The good bishop is doing his part to uphold the teachings and laws of the Church. He is a member of the Supreme Tribunal of the Apostolic Signatura, the highest Court in the Catholic Church. In other words, he is an expert’s expert in Canon Law and, therefore, his opinions on ecclesiastical law have particular weight. On this most crucial point, he has done his duty by giving us some much needed light.
Just recently the Canon Law journal, Periodica De Re Canonica, published an article by him entitled “The Discipline Regarding the Denial of Holy Communion to Those Obstinately Persevering in Manifest Grave Sin.” This is a must read for anyone who wants to engage in a discussion of whether it is appropriate to deny Communion “Catholic” politicians who are pro-abortion.

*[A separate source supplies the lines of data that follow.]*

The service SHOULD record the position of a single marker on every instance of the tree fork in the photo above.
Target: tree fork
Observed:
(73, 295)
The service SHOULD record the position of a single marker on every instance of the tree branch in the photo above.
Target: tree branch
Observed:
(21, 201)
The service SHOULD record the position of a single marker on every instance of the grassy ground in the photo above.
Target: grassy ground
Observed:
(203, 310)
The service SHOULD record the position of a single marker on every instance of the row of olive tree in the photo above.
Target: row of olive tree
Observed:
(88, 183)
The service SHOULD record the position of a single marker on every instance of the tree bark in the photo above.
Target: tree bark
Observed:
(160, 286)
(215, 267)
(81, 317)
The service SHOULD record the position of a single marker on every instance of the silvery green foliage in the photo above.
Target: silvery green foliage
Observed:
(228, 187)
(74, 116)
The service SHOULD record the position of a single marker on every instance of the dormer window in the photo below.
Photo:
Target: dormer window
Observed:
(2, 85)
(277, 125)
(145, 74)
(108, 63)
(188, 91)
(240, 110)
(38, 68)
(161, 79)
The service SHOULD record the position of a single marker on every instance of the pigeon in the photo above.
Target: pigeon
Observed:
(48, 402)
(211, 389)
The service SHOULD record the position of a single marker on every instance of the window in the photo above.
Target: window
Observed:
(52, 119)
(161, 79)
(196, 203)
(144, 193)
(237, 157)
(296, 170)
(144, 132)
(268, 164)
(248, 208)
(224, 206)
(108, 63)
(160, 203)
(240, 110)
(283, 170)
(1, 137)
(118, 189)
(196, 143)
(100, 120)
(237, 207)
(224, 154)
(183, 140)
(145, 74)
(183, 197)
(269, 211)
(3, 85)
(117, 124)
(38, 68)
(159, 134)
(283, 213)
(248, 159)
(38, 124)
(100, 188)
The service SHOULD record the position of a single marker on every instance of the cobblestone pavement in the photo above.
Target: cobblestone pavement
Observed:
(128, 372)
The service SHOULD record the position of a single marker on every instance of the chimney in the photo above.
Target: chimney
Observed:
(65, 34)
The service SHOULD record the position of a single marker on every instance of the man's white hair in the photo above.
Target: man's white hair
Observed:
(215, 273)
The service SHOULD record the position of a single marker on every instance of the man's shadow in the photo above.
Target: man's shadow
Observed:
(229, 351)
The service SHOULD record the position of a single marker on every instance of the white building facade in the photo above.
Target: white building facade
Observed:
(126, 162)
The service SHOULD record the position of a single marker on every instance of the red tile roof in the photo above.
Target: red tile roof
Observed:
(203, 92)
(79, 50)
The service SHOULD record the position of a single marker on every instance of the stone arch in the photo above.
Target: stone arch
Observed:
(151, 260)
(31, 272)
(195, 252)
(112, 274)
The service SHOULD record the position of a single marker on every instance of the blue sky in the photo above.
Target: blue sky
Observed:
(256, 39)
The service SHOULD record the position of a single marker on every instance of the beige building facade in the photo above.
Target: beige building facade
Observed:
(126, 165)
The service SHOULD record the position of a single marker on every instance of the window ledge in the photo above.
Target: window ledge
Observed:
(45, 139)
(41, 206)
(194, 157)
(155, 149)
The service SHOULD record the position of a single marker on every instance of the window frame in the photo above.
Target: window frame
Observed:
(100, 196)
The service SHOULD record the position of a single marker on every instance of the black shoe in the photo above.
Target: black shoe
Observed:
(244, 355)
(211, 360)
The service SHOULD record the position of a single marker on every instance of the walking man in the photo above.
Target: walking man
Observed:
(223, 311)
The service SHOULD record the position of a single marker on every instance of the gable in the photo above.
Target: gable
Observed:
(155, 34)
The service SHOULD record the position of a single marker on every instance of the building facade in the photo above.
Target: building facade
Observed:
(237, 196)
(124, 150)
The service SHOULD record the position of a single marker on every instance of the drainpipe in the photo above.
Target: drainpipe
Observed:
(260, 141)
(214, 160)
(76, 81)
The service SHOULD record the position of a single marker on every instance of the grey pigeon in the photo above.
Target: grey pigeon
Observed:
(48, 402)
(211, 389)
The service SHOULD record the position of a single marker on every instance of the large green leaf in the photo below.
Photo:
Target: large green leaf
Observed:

In the introduction to his paper, Archbishop Burke makes it clear that he is addressing the state of confusion that manifested itself during the 2004 election campaign. This confusion, he says, extended not only to the faithful, but also to the American bishops who grappled with the question and published the statement, adopted on June 18, 2004, “Catholics in Political Life.”
The Archbishop says, that contrary to what the statement indicates, Canon 915 directs that Holy Communion should be denied, not only as a result of a canonical penalty, such as excommunication, but also in the case of one who “obstinately persever[es] in manifest grave sin.” This is done “in order to respect the holiness of the Sacrament, to safeguard the salvation of the soul of the party presenting himself to receive Holy Communion, and to avoid scandal.” He goes on:
The question of the scandal involved does not seem to be addressed by the [bishop’s] Statement. While concern was expressed about <<circumstances in which Catholic teaching and sacramental practice can be misused for political ends>>, there is no mention of the gravely wrong conclusion which is per se drawn from the Church’s admission of politicians, who are persistent in supporting positions and legislation which gravely violate the natural moral law, to receive Holy Communion.
The rest of the document is a thoroughgoing review of the tradition, from scripture to the fathers of the Church, and on to ancient decretals, papal and liturgical directives, both the old and new code of canon law, and more. I think he pretty much answers all the objections. Of course, that won’t stop the sentimentalists, who will feel sorry for the poor persecuted politicians. He even has the guts to reaffirm that Catholics who have joined the Masons, in any capacity, are prohibited from receiving Holy Communion.
Archbishop Burke’s paper is not bed time reading, but it is everything you need to know to educate the willing on this most serious matter.